Current Research

Physical Activity an Cognition in Early Childhood (PACE)

Child Playground

There is growing evidence that we need sufficient physical activity for optimal brain development and functioning. So far, most research on physical activity and the brain has been conducted in school-age children or in adults, with relatively few studies conducted in young children, even though early childhood is a period of rapid brain development. Also, while we often assume that young children are highly active, currently many young children spend a large proportion of their waking hours in sedentary activities (e.g., watching television, playing video games). To understand how this affects cognitive and brain development, we are conducting the PACE study in collaboration with Valerie Carson in the Faculty of Physical Education and Recreation, to examine development between 2.5 and 6 years. This study includes objective measures of physical activity and age-appropriate measures of cognitive and brain development (using event-related potentials or ERPs) at three time-points spread out over one year. This study results will help inform public policy and practice to optimize children’s healthy development at both physical and neurocognitive levels.

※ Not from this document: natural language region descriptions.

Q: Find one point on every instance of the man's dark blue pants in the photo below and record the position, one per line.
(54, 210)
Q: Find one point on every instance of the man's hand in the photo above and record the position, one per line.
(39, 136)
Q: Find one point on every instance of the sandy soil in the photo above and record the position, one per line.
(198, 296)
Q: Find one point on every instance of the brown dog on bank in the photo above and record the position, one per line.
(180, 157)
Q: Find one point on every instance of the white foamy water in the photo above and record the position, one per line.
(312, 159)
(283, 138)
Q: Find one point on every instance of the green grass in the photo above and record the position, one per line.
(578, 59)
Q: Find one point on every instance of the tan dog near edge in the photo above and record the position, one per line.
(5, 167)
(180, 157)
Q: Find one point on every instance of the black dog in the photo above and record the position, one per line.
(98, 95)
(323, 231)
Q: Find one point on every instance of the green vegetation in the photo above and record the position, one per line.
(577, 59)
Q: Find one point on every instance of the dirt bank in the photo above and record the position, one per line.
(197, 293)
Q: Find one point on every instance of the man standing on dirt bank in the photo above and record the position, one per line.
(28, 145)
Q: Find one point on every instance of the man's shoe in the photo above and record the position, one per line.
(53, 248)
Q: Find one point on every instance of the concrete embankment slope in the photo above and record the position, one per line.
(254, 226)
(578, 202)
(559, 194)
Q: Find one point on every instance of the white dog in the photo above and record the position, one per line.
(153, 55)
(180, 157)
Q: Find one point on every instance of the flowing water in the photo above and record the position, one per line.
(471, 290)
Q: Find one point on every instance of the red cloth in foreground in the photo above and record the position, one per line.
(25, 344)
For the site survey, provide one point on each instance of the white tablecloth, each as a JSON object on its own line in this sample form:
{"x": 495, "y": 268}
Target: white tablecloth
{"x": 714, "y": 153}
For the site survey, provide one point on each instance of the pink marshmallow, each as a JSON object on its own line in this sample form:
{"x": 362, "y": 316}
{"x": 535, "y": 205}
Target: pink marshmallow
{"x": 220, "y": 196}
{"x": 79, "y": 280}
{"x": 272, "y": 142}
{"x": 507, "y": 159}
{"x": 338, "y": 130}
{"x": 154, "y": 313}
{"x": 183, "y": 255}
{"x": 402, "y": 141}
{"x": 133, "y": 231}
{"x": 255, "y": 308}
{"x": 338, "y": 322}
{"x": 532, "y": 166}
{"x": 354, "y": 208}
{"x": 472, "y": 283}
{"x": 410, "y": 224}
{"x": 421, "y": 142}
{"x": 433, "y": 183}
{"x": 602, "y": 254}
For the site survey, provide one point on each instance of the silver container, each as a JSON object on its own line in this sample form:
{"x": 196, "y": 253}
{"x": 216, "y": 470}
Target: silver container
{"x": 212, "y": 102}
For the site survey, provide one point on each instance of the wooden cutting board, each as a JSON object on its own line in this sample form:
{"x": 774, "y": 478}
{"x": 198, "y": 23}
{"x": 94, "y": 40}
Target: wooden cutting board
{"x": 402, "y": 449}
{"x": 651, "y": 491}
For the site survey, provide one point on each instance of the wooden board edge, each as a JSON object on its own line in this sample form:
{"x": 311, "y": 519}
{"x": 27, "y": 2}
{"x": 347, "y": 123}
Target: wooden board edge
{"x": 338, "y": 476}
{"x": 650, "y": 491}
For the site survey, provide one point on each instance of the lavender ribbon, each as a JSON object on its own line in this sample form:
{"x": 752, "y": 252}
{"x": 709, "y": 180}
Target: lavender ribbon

Study Coordinator: Aishah Abdul Rahman

Brain Development and Cognitive Flexibility in Early Childhood

ERP child

Executive functions are the set of cognitive skills that underpin conscious, goal-directed behavior. They develop rapidly during the preschool years, and are known to predict children’s school readiness and later academic achievement. The preschool period is an exciting time in development as there are significant improvements in children’s ability to control and regulate their behavior, particularly when they need to flexibly “switch gears”. However, little research has examined whether these behavioural improvements are underpinned by changes in the brain. One way we can examine this is through event-related potentials (ERPs). In this technique, electrode sensors record small changes in voltage on the scalp related to underlying neural activity while children complete a cognitive task. We recently finished data collection for a study in which 2.5 to 4.5-year-old children wore special caps containing 128 recording sensors while they played a special computer game requiring them to switch flexibly between focusing on a picture’s colour or shape. Children also completed games requiring them to hold information in mind and focus their attention. By comparing the ERPs of children of different ages, this will help us to better understand how conscious, goal directed behavior emerges and develops in young children.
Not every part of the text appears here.